CJK characters should be given only on the first mention of a term, unless it is necessary to avoid ambiguity. Because of the complexity of encoding standards, it is essential that authors ensure that their text is saved in Unicode (UTF-8 or UTF-16; please avoid JIS and ShiftJIS, etc.). Information on Unicode may be consulted at the Unicode Consortium's web site. Unicode is the default encoding on Apple Mac and Linux computers and if not already implemented as standard on a Microsoft Windows system, can easily be set as the system-wide default.

CJK names should be given in the traditional order, i.e. family name first, followed by the given name and the CJK characters. However, when citing CJK authors and works, it is only necessary to give the CJK characters in the Bibliography/List of References. Please note that the University of Tokyo library database now places a comma between Japanese surnames and given names, in line with the Western convention.


Research articles

We invite substantial studies of topics covered by the journal's remit.

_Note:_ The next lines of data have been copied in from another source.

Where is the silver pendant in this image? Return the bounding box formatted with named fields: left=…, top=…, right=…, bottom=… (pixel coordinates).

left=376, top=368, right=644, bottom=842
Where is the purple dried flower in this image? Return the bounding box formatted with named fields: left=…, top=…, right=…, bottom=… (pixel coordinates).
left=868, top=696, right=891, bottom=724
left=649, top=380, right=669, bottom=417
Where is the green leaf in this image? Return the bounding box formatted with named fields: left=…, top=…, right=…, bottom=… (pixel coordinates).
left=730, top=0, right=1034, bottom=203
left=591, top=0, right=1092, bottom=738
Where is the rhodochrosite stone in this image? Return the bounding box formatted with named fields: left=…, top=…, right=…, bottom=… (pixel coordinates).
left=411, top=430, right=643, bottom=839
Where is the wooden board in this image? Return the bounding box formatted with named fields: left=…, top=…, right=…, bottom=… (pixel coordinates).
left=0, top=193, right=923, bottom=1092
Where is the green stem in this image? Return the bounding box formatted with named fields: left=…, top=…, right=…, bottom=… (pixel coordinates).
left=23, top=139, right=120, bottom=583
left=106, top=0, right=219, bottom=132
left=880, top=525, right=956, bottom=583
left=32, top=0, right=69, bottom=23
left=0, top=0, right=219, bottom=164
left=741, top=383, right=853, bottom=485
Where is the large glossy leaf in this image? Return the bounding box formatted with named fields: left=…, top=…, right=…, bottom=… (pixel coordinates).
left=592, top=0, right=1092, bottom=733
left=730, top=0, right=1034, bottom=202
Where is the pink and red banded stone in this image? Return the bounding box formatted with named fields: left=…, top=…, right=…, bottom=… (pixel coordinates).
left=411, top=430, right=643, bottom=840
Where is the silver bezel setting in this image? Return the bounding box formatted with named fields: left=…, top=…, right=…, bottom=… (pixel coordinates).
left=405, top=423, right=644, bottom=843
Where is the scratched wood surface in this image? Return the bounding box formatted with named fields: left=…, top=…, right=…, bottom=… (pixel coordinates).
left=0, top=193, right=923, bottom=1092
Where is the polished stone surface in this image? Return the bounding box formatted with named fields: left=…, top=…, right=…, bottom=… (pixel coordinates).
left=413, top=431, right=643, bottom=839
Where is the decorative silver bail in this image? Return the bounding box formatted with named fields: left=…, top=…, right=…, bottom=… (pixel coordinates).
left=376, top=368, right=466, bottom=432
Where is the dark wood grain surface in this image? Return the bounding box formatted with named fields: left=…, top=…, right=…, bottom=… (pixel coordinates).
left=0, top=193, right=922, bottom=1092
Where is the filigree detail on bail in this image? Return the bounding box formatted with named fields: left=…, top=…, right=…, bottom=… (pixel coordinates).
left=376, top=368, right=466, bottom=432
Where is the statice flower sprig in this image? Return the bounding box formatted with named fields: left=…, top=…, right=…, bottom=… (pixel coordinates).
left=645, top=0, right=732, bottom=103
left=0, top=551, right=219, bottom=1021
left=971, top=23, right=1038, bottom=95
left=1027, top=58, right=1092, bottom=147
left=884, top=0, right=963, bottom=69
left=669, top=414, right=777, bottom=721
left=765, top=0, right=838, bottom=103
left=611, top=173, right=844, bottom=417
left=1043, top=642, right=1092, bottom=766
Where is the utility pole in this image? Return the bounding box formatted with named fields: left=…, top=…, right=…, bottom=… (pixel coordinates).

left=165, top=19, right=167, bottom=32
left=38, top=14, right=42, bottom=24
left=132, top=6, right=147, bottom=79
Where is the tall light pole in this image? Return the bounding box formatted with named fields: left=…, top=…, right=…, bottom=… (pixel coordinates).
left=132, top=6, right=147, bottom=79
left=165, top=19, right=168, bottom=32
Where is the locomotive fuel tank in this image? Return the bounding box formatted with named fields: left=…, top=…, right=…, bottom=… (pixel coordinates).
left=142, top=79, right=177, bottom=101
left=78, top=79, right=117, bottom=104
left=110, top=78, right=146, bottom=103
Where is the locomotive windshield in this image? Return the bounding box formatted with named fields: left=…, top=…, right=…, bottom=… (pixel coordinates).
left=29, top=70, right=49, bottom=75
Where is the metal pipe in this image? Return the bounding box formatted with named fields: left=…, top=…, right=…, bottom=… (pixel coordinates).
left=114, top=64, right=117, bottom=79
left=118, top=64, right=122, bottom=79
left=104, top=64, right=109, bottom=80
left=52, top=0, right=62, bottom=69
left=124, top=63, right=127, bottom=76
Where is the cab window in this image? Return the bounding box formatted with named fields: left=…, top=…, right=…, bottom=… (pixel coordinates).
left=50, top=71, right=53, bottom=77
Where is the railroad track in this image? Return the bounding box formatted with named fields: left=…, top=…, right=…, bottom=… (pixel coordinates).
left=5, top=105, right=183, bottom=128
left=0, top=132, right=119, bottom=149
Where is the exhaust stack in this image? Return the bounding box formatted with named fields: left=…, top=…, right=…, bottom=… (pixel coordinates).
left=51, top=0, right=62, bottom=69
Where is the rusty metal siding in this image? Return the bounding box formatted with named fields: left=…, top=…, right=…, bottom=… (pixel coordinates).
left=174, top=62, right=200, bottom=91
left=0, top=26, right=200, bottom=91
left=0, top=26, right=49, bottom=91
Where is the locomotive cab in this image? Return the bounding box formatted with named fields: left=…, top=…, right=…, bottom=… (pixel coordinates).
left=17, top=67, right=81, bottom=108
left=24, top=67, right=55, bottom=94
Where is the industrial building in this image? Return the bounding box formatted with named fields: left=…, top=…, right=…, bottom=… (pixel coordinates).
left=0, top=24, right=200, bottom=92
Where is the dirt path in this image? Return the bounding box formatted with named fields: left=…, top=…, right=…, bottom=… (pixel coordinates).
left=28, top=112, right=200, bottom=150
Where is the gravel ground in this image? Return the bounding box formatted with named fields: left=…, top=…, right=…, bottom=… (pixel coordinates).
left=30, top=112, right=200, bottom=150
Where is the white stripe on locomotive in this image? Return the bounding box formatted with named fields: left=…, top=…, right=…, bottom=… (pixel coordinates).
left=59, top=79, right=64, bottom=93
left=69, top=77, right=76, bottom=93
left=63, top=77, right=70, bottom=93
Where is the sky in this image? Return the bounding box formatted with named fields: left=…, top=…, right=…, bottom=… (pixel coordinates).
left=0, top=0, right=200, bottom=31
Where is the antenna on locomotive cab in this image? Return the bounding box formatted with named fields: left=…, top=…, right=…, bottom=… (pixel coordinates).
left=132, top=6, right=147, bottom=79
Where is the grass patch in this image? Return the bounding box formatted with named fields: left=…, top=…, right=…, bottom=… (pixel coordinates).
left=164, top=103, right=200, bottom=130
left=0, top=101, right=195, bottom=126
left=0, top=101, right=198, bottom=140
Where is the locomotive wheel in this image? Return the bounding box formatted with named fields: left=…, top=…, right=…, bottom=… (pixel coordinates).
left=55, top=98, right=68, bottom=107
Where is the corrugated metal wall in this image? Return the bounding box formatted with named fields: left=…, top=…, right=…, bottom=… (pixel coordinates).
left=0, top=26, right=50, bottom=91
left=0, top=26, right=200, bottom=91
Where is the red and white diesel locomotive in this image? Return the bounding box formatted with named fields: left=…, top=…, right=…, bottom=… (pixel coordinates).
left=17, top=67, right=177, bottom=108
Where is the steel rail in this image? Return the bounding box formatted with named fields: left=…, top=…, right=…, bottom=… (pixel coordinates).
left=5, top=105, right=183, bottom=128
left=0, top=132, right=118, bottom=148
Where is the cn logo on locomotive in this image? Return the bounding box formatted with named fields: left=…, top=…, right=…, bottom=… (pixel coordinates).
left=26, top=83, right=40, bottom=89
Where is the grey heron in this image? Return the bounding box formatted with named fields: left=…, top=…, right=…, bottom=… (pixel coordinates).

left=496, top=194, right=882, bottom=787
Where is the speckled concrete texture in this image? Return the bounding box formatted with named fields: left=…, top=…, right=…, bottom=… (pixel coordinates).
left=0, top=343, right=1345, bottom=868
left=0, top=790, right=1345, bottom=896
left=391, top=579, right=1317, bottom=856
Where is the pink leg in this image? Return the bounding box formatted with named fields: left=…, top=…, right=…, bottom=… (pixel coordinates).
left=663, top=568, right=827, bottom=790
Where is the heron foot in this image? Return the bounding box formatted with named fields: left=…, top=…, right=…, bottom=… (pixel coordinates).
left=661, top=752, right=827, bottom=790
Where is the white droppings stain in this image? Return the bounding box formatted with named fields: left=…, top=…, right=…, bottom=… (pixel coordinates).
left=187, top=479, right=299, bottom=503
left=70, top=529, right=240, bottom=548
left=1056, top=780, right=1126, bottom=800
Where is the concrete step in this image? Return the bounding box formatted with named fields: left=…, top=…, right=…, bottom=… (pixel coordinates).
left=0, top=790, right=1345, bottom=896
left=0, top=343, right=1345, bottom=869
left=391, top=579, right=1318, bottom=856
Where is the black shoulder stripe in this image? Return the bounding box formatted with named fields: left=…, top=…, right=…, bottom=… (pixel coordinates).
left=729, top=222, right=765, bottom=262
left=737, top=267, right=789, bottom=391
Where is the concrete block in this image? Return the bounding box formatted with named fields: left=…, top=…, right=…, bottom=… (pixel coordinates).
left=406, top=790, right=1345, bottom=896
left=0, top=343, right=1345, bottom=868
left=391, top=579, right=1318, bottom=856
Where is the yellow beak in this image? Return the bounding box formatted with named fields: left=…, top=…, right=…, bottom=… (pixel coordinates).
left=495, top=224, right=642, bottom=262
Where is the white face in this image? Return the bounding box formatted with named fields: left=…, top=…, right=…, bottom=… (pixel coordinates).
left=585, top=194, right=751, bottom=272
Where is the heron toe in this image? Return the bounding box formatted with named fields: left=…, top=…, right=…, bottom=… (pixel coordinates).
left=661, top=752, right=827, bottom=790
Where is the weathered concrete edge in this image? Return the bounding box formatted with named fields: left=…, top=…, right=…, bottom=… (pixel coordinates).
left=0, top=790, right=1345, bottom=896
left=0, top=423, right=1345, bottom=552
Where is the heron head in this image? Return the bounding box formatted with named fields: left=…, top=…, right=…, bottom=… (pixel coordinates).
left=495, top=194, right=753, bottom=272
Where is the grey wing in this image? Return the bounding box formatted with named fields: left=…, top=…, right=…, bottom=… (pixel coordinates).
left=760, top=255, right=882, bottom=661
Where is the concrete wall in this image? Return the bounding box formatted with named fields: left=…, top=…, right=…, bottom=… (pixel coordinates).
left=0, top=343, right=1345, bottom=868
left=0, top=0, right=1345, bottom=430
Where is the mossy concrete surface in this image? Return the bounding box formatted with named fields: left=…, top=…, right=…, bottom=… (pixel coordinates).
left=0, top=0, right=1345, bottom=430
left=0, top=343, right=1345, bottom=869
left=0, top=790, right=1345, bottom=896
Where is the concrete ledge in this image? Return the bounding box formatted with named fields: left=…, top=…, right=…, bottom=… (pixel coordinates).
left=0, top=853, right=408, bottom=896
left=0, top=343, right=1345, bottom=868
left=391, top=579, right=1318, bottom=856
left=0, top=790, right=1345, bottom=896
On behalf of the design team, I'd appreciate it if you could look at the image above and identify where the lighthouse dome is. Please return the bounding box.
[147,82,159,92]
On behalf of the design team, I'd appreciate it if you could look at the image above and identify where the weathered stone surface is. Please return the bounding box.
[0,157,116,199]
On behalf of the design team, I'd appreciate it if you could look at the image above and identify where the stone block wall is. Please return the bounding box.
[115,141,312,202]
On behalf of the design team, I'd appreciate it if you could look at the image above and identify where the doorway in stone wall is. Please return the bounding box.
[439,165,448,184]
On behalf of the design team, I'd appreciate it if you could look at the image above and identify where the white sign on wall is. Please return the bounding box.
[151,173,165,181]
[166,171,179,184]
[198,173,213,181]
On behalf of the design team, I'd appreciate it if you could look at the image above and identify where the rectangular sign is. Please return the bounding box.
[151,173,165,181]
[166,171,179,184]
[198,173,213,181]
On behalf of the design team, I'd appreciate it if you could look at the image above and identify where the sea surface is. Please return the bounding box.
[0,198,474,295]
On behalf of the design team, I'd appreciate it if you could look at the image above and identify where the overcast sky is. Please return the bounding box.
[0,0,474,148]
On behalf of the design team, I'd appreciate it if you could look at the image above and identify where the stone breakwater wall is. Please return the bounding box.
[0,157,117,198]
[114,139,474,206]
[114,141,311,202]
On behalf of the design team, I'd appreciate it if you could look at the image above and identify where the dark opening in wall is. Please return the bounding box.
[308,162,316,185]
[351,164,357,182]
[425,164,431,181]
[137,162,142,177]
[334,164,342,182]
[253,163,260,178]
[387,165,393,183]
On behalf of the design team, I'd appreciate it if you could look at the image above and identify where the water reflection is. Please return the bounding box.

Submissions which range across the borders of the countries of East and Central Asia (both historically and in the present) and those which avail themselves of multi-media technology in an innovative manner, are particularly welcome. Articles will normally be in the range of 10,000 to 15,000 words. If you expect that your study will fall outside these limits, please contact the editors before submitting.

Emerging scholarship

The purpose of this section is to provide a forum for emerging scholars to present their work (typically but not necessarily work from a recent doctoral thesis) in a manner which is more formal and permanent than short reviews or postings to e-mail distribution lists. Shorter pieces by established scholars in the initial stages of major research will also be considered.

Items in this section will normally be in the region of 3,000 to 5,000 words.

Reports and reactions

This section is intended to include review articles, reports and responses to current issues in scholarship, as extended essays which address an issue or complex of issues pertinent to the journal's core focus. In the case of review articles, whilst submissions may focus on one work, it is expected that authors will write with extensive and intensive reference to other relevant studies in the field. We do not envisage publishing reviews that are brief synopses that address critical issues incidentally. Similarly, reports of gatherings such as workshops are expected to be useful discourses in their own right, rather than simple reports of papers read at a conference, for example. The normal length for items in this section is 3,000 to 5,000 words.

Privacy Statement

The personal information entered in this journal site will be used exclusively for the stated purposes of this journal and will not be made available for any other purpose or to any other party.

The University and this journal adhere to the General Data Protection Regulation (GDPR), which replaces the Data Protection Act 1998 in regulating how we collect, use, store and dispose of personal data.

Before you make a submission to this journal, please ensure you have read our Privacy and Consent Policy, and agree to its terms.